How to cherry-pick a range of commits and merge them into another branch?

Learn how to cherry-pick a range of commits and merge them into another branch? with practical examples, diagrams, and best practices. Covers git, git-merge, git-cherry-pick development techniques ...

How to Cherry-Pick a Range of Commits and Merge Them into Another Branch

How to Cherry-Pick a Range of Commits and Merge Them into Another Branch

Learn the precise steps to select and apply a sequence of commits from one Git branch to another, ensuring a clean and controlled integration process.

Cherry-picking in Git allows you to select individual commits from anywhere in your repository and apply them to your current HEAD. This is particularly useful when you need to bring specific changes from one branch to another without merging the entire branch. This article will guide you through the process of cherry-picking a range of commits and integrating them into a target branch, providing a clean and controlled way to manage your codebase.

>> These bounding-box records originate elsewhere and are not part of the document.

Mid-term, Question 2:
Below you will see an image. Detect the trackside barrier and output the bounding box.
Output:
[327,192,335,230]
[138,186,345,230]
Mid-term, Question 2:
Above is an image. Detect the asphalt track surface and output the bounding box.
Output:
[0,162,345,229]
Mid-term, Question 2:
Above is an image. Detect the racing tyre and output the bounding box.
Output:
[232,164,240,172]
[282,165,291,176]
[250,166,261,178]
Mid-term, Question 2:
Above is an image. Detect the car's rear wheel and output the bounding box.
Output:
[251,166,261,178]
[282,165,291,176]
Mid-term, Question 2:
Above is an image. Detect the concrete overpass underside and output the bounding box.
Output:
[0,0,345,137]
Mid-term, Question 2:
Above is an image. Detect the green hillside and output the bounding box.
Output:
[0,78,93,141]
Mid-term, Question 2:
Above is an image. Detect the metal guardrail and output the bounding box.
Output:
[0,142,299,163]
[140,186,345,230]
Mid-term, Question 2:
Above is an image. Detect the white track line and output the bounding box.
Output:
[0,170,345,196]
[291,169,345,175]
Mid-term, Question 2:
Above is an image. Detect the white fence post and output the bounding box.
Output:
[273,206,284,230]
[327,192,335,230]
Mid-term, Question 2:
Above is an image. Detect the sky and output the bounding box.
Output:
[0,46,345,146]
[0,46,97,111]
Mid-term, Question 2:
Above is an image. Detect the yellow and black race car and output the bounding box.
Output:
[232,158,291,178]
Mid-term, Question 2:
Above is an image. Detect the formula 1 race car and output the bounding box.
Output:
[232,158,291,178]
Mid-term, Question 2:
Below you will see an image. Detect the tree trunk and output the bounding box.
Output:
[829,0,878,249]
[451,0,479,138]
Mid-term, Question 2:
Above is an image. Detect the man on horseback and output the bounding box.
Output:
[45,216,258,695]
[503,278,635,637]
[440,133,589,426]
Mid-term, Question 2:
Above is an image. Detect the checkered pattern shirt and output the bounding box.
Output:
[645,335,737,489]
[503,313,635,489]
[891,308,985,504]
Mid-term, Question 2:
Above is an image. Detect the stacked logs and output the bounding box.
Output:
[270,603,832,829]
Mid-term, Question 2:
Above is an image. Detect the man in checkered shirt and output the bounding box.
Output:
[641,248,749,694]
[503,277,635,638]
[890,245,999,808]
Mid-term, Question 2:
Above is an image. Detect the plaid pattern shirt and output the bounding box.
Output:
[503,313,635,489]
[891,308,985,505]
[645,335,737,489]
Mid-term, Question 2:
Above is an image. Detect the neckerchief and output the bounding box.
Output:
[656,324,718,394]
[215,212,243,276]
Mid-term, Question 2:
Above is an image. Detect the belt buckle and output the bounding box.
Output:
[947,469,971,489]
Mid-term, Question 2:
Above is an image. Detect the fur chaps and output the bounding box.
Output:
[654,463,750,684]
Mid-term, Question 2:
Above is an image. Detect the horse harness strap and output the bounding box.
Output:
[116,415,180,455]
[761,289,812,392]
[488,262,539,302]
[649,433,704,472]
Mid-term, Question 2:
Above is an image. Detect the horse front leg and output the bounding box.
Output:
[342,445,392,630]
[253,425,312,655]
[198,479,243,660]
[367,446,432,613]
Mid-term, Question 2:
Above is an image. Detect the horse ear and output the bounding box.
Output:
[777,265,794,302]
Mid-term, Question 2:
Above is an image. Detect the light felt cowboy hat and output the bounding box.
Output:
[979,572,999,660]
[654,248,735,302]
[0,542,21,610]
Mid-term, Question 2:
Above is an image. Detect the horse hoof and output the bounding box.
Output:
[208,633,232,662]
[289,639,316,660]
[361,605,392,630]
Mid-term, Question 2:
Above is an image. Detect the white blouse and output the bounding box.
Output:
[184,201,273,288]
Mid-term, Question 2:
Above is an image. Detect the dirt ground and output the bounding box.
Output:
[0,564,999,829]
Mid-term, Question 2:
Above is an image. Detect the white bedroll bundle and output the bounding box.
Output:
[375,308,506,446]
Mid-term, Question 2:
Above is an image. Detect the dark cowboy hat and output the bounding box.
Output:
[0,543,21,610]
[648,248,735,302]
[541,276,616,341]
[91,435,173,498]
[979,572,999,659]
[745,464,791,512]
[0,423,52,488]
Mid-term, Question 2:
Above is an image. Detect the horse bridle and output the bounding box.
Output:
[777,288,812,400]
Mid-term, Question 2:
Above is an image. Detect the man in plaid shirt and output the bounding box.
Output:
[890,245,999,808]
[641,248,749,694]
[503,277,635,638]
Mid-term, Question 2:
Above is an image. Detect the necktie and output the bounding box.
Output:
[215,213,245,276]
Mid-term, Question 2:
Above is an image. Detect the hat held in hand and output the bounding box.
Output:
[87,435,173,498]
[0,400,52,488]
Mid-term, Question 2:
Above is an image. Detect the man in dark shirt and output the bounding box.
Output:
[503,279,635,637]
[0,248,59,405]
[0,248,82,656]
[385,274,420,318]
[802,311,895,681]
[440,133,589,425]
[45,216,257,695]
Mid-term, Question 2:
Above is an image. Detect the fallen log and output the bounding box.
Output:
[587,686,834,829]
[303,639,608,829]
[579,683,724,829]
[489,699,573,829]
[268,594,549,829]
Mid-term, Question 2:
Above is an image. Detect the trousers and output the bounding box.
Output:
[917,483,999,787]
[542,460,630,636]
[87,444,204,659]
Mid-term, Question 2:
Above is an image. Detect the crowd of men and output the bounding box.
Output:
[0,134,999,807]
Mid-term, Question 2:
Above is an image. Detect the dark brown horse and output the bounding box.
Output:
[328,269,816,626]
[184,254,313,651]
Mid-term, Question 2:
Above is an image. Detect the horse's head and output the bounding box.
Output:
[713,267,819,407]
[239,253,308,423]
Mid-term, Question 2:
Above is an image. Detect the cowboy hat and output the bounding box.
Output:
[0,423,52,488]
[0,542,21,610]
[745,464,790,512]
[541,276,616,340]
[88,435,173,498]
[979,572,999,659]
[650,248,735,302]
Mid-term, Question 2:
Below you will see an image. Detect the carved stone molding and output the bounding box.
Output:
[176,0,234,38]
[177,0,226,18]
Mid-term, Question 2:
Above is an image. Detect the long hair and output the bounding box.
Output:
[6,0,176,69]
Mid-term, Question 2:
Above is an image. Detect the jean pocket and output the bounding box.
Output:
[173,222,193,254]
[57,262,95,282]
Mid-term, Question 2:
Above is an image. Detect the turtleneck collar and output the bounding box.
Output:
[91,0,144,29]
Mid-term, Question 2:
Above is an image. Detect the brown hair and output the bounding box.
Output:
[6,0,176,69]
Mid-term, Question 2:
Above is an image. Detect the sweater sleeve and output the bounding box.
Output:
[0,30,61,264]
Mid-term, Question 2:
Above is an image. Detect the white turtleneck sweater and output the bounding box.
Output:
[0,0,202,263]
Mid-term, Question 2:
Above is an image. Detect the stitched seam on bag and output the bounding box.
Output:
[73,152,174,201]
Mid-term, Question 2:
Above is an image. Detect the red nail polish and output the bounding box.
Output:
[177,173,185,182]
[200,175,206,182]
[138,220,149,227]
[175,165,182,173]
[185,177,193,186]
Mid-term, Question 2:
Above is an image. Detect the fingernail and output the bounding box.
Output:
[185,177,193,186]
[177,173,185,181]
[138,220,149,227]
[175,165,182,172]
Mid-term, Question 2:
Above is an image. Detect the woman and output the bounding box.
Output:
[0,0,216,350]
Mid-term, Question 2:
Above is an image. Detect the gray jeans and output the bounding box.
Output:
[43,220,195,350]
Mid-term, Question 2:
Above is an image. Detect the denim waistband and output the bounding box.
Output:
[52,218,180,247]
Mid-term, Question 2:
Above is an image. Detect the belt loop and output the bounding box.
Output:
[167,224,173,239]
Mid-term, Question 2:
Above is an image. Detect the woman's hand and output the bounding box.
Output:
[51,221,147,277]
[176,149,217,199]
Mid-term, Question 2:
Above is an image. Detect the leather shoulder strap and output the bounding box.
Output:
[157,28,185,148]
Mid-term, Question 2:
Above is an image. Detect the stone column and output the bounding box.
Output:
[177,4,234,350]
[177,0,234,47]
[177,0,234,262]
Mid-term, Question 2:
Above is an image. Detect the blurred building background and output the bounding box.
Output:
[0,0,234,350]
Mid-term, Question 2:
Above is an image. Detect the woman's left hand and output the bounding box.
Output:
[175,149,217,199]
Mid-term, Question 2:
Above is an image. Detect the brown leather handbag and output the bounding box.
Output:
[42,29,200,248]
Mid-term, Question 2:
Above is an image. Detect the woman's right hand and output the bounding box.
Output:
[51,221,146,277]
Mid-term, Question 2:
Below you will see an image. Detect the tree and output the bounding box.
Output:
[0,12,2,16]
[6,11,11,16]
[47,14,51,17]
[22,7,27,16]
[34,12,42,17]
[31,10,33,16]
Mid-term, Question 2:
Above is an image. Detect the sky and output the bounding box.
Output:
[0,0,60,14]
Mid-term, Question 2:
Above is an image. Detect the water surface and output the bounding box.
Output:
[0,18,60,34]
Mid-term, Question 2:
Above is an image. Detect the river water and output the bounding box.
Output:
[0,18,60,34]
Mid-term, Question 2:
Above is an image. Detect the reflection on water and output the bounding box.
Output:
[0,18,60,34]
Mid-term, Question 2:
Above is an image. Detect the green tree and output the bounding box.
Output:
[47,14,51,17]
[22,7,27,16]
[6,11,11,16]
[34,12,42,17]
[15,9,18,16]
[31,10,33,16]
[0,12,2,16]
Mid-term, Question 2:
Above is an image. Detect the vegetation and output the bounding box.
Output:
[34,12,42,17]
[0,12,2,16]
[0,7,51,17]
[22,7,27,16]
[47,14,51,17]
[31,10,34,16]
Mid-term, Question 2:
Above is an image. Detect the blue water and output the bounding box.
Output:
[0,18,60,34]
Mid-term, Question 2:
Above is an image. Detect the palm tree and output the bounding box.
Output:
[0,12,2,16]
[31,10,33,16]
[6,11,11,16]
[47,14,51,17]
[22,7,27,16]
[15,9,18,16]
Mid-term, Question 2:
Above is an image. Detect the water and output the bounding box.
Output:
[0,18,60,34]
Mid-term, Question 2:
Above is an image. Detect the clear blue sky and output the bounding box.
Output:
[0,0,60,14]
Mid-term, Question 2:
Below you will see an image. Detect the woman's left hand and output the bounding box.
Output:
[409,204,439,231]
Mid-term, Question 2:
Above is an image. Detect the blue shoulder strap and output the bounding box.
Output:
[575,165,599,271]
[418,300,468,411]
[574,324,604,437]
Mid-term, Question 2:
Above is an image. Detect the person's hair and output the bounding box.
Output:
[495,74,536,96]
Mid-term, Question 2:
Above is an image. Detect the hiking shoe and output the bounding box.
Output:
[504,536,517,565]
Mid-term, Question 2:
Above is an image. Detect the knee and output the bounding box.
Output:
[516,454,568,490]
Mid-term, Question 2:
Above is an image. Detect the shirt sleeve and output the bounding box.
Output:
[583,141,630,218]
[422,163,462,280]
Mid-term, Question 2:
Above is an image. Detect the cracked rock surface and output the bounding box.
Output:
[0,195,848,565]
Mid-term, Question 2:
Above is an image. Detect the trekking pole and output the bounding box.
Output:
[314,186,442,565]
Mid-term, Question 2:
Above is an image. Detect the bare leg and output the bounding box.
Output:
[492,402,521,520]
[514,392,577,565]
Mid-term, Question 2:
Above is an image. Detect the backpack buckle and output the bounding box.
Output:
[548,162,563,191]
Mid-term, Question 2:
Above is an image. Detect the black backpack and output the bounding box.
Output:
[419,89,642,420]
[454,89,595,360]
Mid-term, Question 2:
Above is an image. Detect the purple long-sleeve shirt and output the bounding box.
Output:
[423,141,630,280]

Understanding Cherry-Picking Ranges

While git cherry-pick typically applies a single commit, Git also provides the flexibility to apply a sequence of commits. This is done by specifying a range of commit hashes. The syntax for a range is commit_hash_start..commit_hash_end. It's crucial to understand that commit_hash_start is excluded, and commit_hash_end is included in the cherry-pick operation. If you want to include commit_hash_start, you would use commit_hash_start^..commit_hash_end.

Identifying the Commits to Cherry-Pick

Before you can cherry-pick, you need to identify the exact commits you want to transfer. You can use git log to view the commit history of the source branch. Pay attention to the commit hashes and the order of commits. Visualizing the history with tools like gitk or git log --graph can also be helpful.

git log --oneline --decorate --graph --all

Use git log to visualize the commit history and identify the desired commits.

A Git commit history diagram showing two branches, 'feature' and 'main'. 'feature' branch has commits A, B, C, D. 'main' branch has commits X, Y, Z. An arrow indicates cherry-picking commits B and C from 'feature' onto 'main' resulting in new commits B' and C' on 'main'. Blue boxes represent commits, arrows show parent-child relationships.

Visualizing commit history for cherry-picking.

The Cherry-Picking Process

Once you have identified your commit range, navigate to your target branch and execute the git cherry-pick command with the specified range. Remember the start^..end syntax if you want to include the starting commit.

1. Step 1

Switch to your target branch: This is the branch where you want to apply the cherry-picked commits.

2. Step 2

Identify the commit range: Use git log on the source branch to find the start_commit_hash and end_commit_hash.

3. Step 3

Execute the cherry-pick command: If you want to include start_commit_hash and end_commit_hash, use git cherry-pick start_commit_hash^..end_commit_hash. Otherwise, if start_commit_hash is the commit before your desired range, use git cherry-pick start_commit_hash..end_commit_hash.

4. Step 4

Resolve any conflicts: If conflicts occur, resolve them manually, add the resolved files (git add .), and then continue the cherry-pick (git cherry-pick --continue).

5. Step 5

Verify the changes: After successful cherry-picking, use git log on the target branch to confirm the commits have been applied correctly.

# Switch to the target branch
git checkout target-branch

# Cherry-pick a range of commits (excluding START_COMMIT_HASH)
git cherry-pick START_COMMIT_HASH..END_COMMIT_HASH

# Cherry-pick a range of commits (including START_COMMIT_HASH)
git cherry-pick START_COMMIT_HASH^..END_COMMIT_HASH

Commands for switching branches and performing a range cherry-pick.